From the Guidelines
The differential diagnosis for a 7-year-old with sore throat should prioritize viral pharyngitis, group A streptococcal pharyngitis, and other less common causes, with a thorough history and physical examination guiding the workup, as recommended by the Infectious Diseases Society of America 1.
Key Considerations
- The child's age, symptoms, and exposure history should be taken into account when determining the likelihood of group A streptococcal pharyngitis (GAS) 1.
- A rapid strep test is recommended if the child has fever, tonsillar exudates, tender anterior cervical lymphadenopathy, and absence of cough (Centor criteria) 1.
- If the rapid test is positive, treatment with amoxicillin or penicillin V is recommended, with azithromycin as an alternative for penicillin-allergic patients 1.
Workup and Treatment
- Initial workup should include a thorough history and physical examination, focusing on duration of symptoms, presence of fever, cough, rhinorrhea, and exposure history 1.
- Physical examination should assess for tonsillar enlargement, exudates, cervical lymphadenopathy, and rash 1.

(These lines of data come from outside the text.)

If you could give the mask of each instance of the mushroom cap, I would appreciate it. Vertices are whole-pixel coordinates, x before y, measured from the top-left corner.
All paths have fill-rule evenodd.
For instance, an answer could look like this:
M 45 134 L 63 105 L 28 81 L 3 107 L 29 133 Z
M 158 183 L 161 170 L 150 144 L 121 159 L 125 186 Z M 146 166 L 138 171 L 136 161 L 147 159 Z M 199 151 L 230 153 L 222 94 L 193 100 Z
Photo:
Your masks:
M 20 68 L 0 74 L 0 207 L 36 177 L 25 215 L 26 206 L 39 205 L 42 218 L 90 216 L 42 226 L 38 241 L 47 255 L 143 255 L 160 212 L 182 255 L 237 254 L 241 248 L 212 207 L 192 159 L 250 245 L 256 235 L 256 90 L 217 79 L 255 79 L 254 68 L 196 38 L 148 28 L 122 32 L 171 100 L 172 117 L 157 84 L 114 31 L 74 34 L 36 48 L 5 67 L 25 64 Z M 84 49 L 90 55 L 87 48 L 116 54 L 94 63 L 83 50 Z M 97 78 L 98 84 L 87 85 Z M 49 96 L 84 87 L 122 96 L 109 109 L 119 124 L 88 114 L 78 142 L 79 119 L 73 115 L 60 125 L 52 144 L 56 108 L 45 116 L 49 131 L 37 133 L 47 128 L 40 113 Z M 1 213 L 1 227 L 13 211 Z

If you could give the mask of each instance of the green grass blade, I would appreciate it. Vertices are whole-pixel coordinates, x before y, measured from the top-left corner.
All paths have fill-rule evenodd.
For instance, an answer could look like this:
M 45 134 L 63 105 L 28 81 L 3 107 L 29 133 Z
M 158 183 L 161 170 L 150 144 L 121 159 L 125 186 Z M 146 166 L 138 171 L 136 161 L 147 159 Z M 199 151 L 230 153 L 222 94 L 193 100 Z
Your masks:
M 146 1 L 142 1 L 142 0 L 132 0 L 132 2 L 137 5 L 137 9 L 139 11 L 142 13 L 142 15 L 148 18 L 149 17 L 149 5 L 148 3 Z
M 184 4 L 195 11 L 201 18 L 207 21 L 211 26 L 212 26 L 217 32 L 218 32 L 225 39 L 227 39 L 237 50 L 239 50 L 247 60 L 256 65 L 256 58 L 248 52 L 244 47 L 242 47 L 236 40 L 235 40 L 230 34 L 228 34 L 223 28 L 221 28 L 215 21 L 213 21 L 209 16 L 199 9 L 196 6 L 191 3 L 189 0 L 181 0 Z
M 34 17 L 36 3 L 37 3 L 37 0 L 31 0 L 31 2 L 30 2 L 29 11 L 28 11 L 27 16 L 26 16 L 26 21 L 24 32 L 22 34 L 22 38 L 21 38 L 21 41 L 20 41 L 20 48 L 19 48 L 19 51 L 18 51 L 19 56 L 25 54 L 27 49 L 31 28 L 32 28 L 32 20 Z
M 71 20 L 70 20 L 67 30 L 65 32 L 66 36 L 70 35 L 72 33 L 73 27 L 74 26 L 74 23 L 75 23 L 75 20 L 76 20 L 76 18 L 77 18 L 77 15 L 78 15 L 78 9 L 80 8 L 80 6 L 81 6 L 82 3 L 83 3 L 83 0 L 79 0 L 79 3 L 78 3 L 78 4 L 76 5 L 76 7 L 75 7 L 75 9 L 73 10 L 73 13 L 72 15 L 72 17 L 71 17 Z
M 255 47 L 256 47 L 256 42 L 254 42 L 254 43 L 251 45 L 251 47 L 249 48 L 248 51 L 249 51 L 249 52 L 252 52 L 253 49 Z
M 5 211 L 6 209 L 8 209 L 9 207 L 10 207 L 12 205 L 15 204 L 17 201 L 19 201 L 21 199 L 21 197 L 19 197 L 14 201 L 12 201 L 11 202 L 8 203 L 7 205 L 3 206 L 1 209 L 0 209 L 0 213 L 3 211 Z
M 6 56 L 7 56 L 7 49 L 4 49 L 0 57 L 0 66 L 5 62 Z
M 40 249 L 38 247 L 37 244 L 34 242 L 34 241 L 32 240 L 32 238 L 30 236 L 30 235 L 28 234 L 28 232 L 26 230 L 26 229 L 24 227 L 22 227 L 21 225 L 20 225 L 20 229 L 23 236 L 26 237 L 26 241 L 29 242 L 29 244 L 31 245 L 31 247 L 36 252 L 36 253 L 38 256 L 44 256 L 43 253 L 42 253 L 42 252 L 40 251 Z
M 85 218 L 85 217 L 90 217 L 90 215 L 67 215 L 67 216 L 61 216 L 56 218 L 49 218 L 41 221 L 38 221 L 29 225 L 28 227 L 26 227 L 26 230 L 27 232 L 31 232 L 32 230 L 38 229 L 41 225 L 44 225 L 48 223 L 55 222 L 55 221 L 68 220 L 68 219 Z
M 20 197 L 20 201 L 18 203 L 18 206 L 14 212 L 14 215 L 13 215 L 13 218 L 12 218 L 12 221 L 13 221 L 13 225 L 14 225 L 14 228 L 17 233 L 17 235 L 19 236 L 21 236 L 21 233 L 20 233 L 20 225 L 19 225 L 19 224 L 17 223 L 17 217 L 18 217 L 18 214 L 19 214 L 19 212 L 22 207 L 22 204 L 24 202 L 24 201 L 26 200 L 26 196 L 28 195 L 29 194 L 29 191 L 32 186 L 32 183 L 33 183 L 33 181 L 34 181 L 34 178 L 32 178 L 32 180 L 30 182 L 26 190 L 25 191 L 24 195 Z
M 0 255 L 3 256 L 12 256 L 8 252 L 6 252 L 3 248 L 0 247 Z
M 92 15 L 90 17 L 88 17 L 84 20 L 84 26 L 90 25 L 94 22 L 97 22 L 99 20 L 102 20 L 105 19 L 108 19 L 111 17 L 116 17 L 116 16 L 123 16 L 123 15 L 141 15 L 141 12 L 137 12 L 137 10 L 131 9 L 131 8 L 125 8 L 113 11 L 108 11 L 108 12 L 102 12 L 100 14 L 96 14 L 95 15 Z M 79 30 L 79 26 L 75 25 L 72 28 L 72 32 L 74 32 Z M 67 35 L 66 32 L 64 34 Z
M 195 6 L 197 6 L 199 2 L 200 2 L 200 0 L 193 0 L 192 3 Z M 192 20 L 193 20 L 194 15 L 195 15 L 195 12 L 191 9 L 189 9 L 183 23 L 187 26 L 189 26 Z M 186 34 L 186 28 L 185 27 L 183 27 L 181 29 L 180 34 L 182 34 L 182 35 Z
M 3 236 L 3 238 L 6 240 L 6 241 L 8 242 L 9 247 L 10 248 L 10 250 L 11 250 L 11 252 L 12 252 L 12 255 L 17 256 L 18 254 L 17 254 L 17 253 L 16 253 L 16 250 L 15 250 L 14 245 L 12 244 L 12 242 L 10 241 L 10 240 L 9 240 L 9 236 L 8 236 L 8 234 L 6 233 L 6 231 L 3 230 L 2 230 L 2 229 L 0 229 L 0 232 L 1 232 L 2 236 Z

- Symptomatic treatment includes acetaminophen or ibuprofen, warm salt water gargles, and adequate hydration 1.
- If symptoms persist beyond 7 days, worsen after initial improvement, or if the child has difficulty swallowing or breathing, further evaluation is necessary to rule out complications or alternative diagnoses 1.
Important Considerations
- GAS testing should be performed on selected patients with clinical symptoms and signs on physical examination that are suggestive of GAS 1.
- Treatment of GAS pharyngitis is primarily aimed at preventing suppurative and nonsuppurative complications, such as acute rheumatic fever (ARF) 1.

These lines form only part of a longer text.